Our results were mostly consistent across all models, which means that the socioeconomic and cultural/behavioral perspectives are not good explanations for racial/ethnic functional health variation in Canada. However, when health risk behaviors were held equal, the health disadvantage experienced by Arabic and West Asian Canadians disappeared. Latin American Canadians appeared healthier than average when SES was controlled; Jewish Canadians appeared unhealthier when SES was controlled.

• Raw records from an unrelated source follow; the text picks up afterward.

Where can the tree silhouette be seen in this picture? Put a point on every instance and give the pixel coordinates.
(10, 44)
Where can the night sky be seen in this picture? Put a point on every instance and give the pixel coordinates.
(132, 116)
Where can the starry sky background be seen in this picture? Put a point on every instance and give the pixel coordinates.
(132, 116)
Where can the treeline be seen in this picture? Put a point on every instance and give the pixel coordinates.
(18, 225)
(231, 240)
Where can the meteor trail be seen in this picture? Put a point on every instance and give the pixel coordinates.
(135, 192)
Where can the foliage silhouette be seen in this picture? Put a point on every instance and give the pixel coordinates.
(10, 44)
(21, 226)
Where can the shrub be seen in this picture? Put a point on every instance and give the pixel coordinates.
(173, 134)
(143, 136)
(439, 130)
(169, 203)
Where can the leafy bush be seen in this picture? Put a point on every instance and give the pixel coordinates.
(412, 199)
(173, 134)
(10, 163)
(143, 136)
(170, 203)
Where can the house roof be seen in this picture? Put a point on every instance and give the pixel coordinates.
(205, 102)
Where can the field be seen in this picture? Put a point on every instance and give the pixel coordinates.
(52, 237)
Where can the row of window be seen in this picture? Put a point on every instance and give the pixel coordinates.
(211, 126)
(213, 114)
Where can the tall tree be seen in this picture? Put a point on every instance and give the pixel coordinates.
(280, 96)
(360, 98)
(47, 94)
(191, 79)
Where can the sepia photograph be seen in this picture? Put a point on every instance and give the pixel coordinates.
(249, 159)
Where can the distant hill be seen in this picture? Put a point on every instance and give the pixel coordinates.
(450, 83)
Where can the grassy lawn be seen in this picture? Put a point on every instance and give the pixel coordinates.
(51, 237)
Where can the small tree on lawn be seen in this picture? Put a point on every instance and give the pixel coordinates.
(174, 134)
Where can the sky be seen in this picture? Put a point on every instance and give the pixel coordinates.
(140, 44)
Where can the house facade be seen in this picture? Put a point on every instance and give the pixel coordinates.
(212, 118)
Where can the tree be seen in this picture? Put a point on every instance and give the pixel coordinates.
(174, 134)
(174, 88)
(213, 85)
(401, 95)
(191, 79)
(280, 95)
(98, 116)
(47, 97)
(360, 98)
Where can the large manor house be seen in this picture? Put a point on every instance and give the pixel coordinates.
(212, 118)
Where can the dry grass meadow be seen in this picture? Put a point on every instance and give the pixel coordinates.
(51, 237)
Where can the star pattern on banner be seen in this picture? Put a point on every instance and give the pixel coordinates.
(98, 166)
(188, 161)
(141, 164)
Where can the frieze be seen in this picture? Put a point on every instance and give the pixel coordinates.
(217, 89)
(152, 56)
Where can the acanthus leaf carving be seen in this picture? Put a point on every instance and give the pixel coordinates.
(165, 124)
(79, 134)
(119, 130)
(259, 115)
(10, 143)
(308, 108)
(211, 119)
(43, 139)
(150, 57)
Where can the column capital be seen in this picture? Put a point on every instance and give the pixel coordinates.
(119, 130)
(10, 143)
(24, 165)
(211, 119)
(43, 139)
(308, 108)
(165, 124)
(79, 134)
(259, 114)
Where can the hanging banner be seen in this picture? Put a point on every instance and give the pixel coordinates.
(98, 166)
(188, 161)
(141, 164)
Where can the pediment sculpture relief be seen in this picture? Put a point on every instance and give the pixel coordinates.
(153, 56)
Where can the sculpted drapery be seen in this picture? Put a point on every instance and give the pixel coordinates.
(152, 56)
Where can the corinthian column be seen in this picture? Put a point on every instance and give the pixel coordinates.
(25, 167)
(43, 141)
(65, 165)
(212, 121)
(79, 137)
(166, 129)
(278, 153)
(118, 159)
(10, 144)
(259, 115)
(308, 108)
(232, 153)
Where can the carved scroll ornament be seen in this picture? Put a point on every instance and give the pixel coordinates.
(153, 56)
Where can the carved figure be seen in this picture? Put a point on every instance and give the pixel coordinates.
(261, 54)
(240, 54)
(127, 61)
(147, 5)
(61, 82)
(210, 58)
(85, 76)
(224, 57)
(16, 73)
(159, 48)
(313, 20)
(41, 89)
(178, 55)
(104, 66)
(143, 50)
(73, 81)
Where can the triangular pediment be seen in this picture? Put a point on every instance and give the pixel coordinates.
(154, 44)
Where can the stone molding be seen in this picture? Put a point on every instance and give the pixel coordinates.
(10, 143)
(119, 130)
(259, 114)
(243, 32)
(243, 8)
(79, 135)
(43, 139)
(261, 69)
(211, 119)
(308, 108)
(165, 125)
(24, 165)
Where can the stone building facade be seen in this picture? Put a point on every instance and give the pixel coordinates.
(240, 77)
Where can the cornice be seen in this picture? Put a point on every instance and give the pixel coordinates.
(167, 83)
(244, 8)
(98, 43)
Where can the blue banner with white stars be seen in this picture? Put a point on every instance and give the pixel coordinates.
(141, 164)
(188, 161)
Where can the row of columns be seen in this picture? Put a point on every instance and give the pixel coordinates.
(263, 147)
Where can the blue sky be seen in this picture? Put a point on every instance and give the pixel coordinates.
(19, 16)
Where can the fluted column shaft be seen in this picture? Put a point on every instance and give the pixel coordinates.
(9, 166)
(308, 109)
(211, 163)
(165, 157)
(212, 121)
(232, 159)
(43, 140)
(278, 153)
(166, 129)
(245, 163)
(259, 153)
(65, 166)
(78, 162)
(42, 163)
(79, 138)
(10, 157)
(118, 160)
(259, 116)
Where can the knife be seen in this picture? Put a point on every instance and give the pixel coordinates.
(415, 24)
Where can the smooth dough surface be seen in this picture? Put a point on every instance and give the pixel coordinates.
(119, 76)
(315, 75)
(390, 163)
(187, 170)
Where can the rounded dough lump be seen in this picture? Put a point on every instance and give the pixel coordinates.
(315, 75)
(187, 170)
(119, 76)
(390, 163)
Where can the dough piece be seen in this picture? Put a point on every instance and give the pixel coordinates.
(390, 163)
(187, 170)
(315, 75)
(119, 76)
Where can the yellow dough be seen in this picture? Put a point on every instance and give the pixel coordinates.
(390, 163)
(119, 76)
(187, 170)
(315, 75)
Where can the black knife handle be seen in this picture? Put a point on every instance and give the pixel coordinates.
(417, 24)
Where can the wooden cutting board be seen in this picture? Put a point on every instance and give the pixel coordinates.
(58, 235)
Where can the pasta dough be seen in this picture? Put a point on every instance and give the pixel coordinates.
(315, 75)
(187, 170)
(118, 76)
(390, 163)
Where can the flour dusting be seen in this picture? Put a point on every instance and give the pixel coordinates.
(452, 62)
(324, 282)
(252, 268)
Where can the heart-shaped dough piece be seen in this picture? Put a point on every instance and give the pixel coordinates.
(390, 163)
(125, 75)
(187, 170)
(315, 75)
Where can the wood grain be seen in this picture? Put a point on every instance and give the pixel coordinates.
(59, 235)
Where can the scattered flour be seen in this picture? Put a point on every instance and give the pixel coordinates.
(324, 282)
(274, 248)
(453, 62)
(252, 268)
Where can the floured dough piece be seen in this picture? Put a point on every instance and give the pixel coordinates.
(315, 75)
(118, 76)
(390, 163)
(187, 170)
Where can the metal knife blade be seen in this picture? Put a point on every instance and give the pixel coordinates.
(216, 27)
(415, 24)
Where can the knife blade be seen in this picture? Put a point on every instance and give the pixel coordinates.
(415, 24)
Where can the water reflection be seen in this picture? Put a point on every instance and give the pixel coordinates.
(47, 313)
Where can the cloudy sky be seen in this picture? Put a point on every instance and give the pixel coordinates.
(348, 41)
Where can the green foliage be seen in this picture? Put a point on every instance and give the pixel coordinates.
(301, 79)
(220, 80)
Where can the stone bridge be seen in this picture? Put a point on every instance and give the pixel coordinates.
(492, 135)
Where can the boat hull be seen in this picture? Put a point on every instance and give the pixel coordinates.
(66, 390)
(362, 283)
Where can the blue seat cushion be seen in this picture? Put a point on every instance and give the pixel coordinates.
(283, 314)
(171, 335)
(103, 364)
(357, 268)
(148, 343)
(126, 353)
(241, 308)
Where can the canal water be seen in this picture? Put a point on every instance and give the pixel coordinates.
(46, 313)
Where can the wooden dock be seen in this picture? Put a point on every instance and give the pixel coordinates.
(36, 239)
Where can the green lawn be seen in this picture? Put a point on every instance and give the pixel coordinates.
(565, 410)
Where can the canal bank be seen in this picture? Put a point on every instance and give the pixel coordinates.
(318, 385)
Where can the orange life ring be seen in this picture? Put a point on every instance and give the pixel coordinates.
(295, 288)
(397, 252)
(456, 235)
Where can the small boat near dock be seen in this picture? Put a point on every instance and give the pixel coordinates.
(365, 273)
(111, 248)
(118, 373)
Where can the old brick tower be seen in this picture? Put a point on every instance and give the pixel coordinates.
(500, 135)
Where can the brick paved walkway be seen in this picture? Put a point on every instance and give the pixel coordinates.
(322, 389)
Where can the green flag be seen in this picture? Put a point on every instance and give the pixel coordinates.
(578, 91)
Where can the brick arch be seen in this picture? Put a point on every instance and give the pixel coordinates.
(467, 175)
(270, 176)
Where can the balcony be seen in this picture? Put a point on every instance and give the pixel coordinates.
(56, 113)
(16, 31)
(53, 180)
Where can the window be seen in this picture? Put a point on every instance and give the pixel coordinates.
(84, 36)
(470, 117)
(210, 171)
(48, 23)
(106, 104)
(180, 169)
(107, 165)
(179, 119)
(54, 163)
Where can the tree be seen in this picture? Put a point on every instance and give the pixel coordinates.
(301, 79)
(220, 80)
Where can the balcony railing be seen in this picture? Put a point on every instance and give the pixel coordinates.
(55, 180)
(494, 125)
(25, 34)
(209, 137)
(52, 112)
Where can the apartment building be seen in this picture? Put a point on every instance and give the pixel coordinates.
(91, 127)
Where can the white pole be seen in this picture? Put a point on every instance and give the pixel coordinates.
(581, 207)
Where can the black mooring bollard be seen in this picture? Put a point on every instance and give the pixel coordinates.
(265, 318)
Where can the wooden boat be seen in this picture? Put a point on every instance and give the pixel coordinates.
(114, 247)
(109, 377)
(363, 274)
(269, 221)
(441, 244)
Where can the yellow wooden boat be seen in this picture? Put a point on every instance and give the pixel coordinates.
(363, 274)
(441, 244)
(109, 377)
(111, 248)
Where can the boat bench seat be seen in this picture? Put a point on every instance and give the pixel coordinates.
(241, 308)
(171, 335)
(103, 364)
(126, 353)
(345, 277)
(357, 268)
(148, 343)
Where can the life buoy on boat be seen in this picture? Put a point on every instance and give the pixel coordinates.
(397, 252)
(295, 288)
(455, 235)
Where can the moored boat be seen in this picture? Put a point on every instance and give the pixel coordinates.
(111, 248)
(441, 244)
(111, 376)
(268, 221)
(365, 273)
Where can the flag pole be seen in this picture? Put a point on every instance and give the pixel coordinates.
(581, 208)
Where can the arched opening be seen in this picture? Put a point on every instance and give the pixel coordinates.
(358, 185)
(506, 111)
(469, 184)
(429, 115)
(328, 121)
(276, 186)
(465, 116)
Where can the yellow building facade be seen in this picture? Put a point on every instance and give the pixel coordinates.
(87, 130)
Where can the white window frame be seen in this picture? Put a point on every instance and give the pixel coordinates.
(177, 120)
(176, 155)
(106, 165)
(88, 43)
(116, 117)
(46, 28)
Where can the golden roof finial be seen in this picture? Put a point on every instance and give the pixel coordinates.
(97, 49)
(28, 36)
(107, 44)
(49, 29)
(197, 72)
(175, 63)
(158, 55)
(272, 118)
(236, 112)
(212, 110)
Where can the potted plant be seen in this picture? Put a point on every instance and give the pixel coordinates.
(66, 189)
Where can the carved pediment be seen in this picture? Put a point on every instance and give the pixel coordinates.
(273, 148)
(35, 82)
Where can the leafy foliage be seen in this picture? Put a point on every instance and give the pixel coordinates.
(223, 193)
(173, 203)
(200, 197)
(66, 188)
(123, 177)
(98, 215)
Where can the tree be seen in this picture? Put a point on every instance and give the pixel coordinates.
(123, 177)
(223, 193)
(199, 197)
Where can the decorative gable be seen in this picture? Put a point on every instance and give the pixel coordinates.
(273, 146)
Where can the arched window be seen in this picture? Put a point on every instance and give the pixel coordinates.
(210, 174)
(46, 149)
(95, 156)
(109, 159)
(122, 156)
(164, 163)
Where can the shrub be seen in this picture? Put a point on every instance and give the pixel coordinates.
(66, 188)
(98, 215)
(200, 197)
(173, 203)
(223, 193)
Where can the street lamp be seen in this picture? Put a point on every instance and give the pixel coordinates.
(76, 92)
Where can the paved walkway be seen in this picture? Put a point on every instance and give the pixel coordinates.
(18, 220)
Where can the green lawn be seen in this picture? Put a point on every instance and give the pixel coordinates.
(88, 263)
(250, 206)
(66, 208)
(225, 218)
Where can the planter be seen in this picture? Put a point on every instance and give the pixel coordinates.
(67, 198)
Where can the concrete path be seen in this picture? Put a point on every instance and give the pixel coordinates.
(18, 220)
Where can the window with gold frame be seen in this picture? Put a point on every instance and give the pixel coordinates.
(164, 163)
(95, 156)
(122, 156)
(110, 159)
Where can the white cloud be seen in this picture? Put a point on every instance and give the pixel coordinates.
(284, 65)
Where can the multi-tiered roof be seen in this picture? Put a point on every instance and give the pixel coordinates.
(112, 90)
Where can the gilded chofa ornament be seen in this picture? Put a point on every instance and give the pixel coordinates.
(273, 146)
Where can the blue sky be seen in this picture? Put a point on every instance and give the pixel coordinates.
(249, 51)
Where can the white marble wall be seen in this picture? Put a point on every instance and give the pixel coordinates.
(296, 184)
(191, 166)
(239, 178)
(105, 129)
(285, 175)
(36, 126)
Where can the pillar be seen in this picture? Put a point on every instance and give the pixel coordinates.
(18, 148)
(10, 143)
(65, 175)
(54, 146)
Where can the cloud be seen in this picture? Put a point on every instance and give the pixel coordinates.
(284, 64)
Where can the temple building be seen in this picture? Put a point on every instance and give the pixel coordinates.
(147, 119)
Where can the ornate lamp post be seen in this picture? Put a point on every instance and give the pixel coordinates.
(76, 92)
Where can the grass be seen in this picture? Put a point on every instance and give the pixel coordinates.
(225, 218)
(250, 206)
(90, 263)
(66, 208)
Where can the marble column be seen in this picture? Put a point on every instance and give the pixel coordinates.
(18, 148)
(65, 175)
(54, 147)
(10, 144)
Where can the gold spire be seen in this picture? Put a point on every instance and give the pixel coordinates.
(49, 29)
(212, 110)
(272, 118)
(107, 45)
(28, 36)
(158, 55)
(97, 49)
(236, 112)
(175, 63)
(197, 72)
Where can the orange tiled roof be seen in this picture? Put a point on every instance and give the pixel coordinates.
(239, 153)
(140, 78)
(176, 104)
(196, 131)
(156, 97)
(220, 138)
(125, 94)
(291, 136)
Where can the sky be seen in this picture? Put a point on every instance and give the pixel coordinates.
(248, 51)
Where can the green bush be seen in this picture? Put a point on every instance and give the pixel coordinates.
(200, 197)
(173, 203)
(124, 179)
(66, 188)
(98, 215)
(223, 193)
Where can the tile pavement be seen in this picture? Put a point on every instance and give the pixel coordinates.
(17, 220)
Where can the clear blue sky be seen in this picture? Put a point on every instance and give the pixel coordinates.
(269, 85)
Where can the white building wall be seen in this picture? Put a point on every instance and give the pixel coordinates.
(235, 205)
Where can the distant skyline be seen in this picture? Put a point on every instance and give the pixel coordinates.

Because self-reported health is an ordinal variable, we used cumulative logit regression models in the analysis.53 Table 4 shows the unstandardized coefficients from cumulative logit regressions of self-reported health on race/ethnicity. Black, French, and English Canadians had self-reported health that was higher than the study sample average, and Aboriginal Canadians had lower-than-average self-reported health. Again, the results were consistent across all models, which provides little support for the socioeconomic and cultural/behavioral perspectives. However, East and Southeast Asian Canadians had lower-than-average self-reported health when risk behavior differentials were held equal.

TABLE 4—

Unstandardized Coefficients from Cumulative Logit Regressions of Self–Reported Health on Race/Ethnicity and Selected Independent Variables: Canada, 1996–1997

Independent Variable Model 1 Model 2 Model 3
Race/ethnicitya
    East and Southeast Asian −0.073 −0.125 −0.150*
    Chinese −0.006 −0.062 −0.068
    South Asian 0.012 0.002 0.012
    Aboriginal −0.557*** −0.337*** −0.245***
    Black 0.239*** 0.284*** 0.229***
    Arabic and West Asian −0.162 −0.154 −0.059
    Latin American −0.027 0.042 0.037
    Jewish 0.076 −0.139 −0.138
    French 0.118*** 0.166*** 0.113**
    English 0.339*** 0.293*** 0.264***
    Mixed racial groups −0.130 −0.116 −0.121
    Other Whitesb 0.170 0.146 0.125
Family income 0.099*** 0.088***
Education 0.080*** 0.065***
Low income −0.230*** −0.213***
Physically inactive −0.465***
Overweight −0.449***
Alcohol problem −0.321***
Smoking −0.403***
Female −0.020 0.007 0.058***
Age −0.019*** −0.036*** −0.020***
Age2 (× 1000) −0.110*** 0.102*** −0.050*
Marital status
    Separated/divorced −0.284*** −0.096*** −0.076**
    Widowed −0.055 0.119*** 0.145***
    Never married −0.194*** −0.078*** −0.111***
    Married/cohabitingc
Rural residence −0.058*** 0.021 0.033
Immigrant 0.024 0.019 −0.009
Intercept 1 −0.201** −1.284*** −0.841***
Intercept 2 1.543*** 0.509*** 1.007***
Intercept 3 3.196*** 2.206*** 2.742***
Intercept 4 4.722*** 3.753*** 4.306***
Model (χ2) 5565 8338 11150
df 19 22 26
    Δχ2 2774*** 2811***
    df 3 4

aRace/ethnicity is “effect” coded such that ∑bi = 0.

b–∑bi.

cReference group.

* P < .05; ** P < .01; *** P < .001 (2-tailed test).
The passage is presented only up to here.